Setidaknya, itu yang bisa kulakukan untuk ‘melunasi’ ongkos oleh-olehnya.

Juga jadi terbiasa menebak: kira-kira dia akan membawa oleh-oleh apa kali ini, meski telah dibilang  “tidak perlu”.

Haha! Dassarr!!

*
Suatu ketika, ia kembali berkabar. Bahwa dia sedang di luar kota. Di negeri seberang. Lagi-lagi, ia menanyakan pertanyaan yang sama. “Kamu mau dibawain oleh-oleh apa?”

Untuk pertama kalinya, saat itu, aku berani meminta. “Baileys, kalau boleh.”

Ya, Baileys. Minuman beralkohol yang dibuat dari campuran wiski Irlandia, krim, gula dan kakao.

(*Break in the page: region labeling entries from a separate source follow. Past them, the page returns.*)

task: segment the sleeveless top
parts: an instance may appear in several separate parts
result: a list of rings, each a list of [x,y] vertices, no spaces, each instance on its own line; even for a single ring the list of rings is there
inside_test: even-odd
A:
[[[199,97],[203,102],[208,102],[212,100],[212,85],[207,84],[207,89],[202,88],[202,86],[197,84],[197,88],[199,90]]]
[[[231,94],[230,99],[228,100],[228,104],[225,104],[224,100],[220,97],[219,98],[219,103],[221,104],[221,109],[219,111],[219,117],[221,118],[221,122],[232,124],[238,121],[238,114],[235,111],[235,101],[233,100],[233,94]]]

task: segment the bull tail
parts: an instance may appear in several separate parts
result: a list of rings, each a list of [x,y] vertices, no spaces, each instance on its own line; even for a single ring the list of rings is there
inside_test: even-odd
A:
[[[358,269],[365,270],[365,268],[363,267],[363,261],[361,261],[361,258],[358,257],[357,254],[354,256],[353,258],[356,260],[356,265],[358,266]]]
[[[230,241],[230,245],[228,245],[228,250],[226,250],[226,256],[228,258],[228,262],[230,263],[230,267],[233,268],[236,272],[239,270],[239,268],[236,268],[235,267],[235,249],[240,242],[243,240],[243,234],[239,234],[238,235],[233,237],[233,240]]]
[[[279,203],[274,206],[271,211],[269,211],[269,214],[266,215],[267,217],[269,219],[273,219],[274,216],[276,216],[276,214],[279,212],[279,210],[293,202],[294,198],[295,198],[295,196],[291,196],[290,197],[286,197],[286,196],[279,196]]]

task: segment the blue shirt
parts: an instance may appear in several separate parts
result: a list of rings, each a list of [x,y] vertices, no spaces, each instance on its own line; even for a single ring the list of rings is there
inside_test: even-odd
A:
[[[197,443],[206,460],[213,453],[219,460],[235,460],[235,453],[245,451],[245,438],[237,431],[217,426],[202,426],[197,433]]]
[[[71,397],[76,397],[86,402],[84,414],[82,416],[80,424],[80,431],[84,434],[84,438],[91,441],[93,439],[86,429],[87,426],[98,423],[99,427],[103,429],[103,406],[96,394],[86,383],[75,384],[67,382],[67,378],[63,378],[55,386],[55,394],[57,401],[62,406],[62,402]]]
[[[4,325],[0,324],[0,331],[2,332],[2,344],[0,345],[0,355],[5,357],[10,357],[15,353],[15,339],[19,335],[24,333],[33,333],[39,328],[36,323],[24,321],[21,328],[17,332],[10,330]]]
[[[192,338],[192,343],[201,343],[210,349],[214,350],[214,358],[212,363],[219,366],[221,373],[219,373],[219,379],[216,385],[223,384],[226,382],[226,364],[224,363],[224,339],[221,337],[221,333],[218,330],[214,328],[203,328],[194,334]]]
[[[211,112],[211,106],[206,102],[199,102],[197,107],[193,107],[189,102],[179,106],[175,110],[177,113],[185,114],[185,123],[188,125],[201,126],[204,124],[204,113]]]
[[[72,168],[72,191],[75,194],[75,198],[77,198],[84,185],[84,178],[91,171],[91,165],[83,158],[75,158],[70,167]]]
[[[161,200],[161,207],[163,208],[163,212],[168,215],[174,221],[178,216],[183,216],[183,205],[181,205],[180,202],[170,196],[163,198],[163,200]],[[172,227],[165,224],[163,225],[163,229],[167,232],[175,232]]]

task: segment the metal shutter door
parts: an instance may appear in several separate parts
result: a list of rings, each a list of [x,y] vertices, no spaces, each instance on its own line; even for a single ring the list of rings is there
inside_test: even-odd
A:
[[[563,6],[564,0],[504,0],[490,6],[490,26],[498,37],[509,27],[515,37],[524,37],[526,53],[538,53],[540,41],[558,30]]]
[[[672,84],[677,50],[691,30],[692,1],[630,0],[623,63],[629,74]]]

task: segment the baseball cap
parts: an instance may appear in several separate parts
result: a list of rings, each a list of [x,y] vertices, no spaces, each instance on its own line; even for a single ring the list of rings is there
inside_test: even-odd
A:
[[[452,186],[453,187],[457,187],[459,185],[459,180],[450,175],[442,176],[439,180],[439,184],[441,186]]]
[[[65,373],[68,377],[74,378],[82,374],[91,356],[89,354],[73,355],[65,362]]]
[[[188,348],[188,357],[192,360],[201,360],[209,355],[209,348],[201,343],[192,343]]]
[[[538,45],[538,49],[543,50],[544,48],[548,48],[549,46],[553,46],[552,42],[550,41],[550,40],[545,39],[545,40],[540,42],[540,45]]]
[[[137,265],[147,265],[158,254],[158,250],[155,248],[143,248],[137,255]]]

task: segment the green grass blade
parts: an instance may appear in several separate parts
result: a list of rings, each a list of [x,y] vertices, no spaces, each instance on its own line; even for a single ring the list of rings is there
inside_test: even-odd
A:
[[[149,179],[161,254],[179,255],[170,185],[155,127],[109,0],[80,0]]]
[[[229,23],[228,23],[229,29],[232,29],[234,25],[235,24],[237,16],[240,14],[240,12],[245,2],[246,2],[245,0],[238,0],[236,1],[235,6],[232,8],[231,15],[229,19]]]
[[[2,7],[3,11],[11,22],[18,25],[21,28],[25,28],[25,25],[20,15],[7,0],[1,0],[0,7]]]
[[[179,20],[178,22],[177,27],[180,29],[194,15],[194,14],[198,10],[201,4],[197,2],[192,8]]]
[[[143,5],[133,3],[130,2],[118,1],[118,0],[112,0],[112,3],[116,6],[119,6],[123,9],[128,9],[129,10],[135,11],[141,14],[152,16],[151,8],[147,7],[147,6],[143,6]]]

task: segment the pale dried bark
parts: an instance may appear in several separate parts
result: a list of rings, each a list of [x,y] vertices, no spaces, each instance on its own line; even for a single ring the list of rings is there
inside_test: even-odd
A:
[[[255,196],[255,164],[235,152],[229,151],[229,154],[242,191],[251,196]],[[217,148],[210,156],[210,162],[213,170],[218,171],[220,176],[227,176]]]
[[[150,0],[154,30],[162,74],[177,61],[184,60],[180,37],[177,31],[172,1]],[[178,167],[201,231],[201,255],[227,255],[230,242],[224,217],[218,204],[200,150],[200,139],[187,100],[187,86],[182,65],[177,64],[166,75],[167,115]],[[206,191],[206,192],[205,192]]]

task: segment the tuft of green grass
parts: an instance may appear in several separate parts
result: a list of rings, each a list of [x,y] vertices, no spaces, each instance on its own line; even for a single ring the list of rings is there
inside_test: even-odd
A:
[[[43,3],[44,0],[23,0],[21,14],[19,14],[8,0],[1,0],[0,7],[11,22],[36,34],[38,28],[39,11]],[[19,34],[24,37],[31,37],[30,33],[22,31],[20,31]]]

Aku bukan peminum. Juga bukan pemabuk. Tetapi, kalau ada minuman yang pernah membuatku jatuh cinta, itu Baileys. Hanya itu.

Dia tahu. Juga tidak mengiyakan, atau bertanya lagi. Hanya mengirimkan tiga emoticon senyum, seperti biasanya.

Selang beberapa waktu kemudian, dia pulang. Dengan sebotol Baileys besar dan sekeranjang cerita tetang perjalanannya ke luar kota, ke negeri seberang.

Sambil mendengarnya bercerita, aku sadar bahwa selama dia pergi, aku tidak mendoakannya. Tidak juga menebak-nebak, apa yang akan dibawanya pulang sebagai oleh-oleh.

Sambil mendengarnya bercerita, aku juga ingat bahwa kemarin aku sudah meniatkan, jika benar Baileys yang dibawanya sebagai oleh-oleh, aku akan membawakannya Songke saat pulang dari Ruteng nanti.

Karena ada pepatah, if you deserve something, you have earned the right to it.